Il film inizia con Marilyn bambina vittima di una madre, Gladys (Julianne Nicholson), con gravi problemi psichici. Al punto da tentare di ucciderla più volte e finire in una struttura psichiatrica, mentre la piccola Norma Jean finisce in più case famiglia. Prima di intraprendere la carriera di fotomodella prima e attrice poi.
La madre Gladys gli mostra la foto di suo padre, asserendo che non potrà incontrarlo perché egli è un uomo importante di Hollywood e non può prendersi cura di lei perché la sua esistenza finirebbe per danneggiarlo. Quella foto rimbomberà nella testa di Marilyn per tutta la sua esistenza e conoscere suo padre diventerà la sua ossessione. Riceverà da lui molte lettere, nelle quali gli promette un incontro che non avverrà mai, fino alla spiazzante sorpresa finale.
Nel corso del film, viene evidenziato il lato tragico della vita di Marilyn Monroe: dalle tre gravidanze interrotte ai matrimoni falliti con il campione di baseball Joe di Maggio (Bobby Cannavale) e il famoso sceneggiatore Arthur Miller (Adrien Brody), passando per le tante crisi di nervi durante le riprese con tanto di sedativi per placarla fino al rapporto nascosto e violento con il presidente degli Stati Uniti John Fritzgerald Kennedy.
Ci sono poi aspetti inediti ai più sulla sua vita, come il triangolo amoroso con Eddy Robinson Jr. (Evan Williams) – figlio del famoso attore Edward G. Robinson – e Charles “Cass” Chaplin Jr. (Xavier Samuel), a sua volta figlio del leggendario Charles Chaplin.
Il film ricalca in modo forse troppo eccessivo il lato tragico della vita della Monroe. Per dirla in un linguaggio Social “Mai una gioia“. Alcune sequenze sanno addirittura di film Horror. Certo, nessuno mette in dubbio che la sua breve vita non sia stata felice e che nel buio dei riflettori accecanti di Hollywood fosse una donna sola, depressa, segnata da una infanzia traumatica e dal mancato incontro con suo padre.
E’ proprio su quest’ultimo aspetto che si basa la più grande menzogna sulla quale ruota tutto il film. Il quale assurge come verità il libro di Oates, che di fatto è più un romanzo che un biografico. Infatti, come sottolinea Den of Geek, la vera Marilyn sapeva chi era suo padre e che il vero Charlie Chaplin Jr. le è sopravvissuto di sei anni, l’intera sequenza è una bugia completa.
Infatti, nel finale di Blonde vediamo Marilyn apprendere della morte di Charlie Chaplin Jr. da una telefonata del loro amico (e nel film amante) Eddy Robinson Jr. Il quale gli spedisce come ricordo un orsacchiotto che piaceva tanto alla Monroe avendone uno uguale da bambina e che i tre avevano trovato per strada mentre passeggiavano.
Tuttavia, nel pacco c’è anche un biglietto, col quale Cass gli rivela che le lettere che ella riceveva dal padre in realtà gliele inviava lui per cercare di colmare quel vuoto. E sarebbe proprio questa notizia a spingerla ad assumere un cocktail di barbiturici che la portarono al suicidio.

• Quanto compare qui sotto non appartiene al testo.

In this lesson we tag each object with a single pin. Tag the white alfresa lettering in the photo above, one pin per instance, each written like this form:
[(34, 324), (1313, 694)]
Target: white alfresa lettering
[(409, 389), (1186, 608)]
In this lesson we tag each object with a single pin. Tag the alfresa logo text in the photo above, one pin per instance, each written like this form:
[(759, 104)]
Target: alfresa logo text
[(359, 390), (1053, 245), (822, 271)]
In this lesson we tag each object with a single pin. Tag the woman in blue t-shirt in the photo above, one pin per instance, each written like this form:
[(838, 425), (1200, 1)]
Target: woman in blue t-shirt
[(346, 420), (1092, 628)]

Il tutto però è pura invenzione. Norma Jean in realtà nella vita reale sapeva chi fosse il padre: Charles Stanely Gifford, con cui la madre ebbe una breve relazione mentre lavorava a Hollywood come tagliatrice di pellicole. Tra l’altro, proprio ad inizio 2022 un test del DNA ha confermato che fosse suo padre.

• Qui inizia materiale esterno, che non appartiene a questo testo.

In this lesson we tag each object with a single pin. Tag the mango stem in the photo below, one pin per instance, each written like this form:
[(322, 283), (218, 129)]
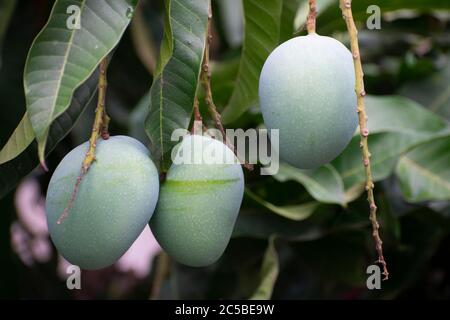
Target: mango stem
[(346, 8), (205, 78), (311, 18), (99, 129)]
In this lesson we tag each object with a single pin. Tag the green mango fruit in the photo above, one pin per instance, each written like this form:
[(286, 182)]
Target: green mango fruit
[(114, 202), (199, 201), (306, 90)]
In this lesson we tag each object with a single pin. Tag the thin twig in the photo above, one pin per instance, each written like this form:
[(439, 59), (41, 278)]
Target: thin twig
[(346, 7), (311, 18), (197, 126), (161, 272), (206, 82), (100, 128)]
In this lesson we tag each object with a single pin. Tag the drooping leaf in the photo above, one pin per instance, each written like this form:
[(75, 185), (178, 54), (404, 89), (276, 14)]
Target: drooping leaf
[(396, 124), (324, 183), (174, 87), (294, 212), (65, 54), (12, 171), (424, 172), (262, 34), (136, 121), (21, 138), (269, 273)]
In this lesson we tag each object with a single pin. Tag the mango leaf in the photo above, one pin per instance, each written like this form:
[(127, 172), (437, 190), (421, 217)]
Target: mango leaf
[(21, 138), (432, 92), (294, 212), (262, 34), (12, 171), (324, 183), (77, 36), (424, 172), (6, 12), (174, 87), (288, 14), (396, 125), (269, 273)]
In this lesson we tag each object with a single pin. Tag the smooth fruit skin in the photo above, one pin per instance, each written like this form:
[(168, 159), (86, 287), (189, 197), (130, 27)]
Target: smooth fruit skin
[(115, 201), (198, 205), (306, 90)]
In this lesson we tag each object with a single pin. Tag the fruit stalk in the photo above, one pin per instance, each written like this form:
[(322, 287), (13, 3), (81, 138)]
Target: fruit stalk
[(346, 8), (311, 18), (99, 129), (205, 78)]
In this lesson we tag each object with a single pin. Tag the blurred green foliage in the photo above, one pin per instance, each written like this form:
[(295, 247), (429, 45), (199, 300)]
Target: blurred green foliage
[(300, 234)]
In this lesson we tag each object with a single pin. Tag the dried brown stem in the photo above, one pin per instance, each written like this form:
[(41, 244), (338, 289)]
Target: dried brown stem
[(99, 129), (205, 78), (346, 7), (311, 18)]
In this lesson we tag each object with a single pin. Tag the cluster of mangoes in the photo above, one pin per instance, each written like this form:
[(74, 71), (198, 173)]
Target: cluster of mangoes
[(306, 92)]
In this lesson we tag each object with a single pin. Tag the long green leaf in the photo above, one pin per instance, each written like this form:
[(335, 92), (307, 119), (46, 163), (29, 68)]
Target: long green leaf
[(324, 183), (61, 58), (269, 273), (294, 212), (332, 20), (12, 171), (262, 34), (424, 172), (173, 90), (396, 125)]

Inoltre, Chaplin Jr. è sopravvissuto a Marilyn sei anni, morendo anch’egli molto giovane, a soli 42 anni. Mentre Edward G. Robinson morì anche prima, a 40 anni. Quindi sia la morte del primo che la telefonata del secondo visti nel film sono pura invenzione. Certo, entrambi vissero male il fatto di portare dei nomi così ingombranti come quelli dei loro padri. Di fatti ebbero una carriera spinta più dall’anagrafe che dal talento. Ma ciò, più che un vantaggio, fu soprattutto la causa della loro infelicità ed auto-distruzione.
Nel film si vede anche la Monroe portata come fosse un pacco postale nella stanza del presidente Kennedy, il quale la tratta come un oggetto. In effetti, se il film mostra con coraggio e anche in modo alquanto spinto questo aspetto, non va in fondo alla cosa. Visto che, come riportiamo qui, i Kennedy sono tra i principali sospettati della sua morte. Ma preferisce deviare verso strade puramente inventate. Del resto, parliamo di un colosso del mainstream come Netflix.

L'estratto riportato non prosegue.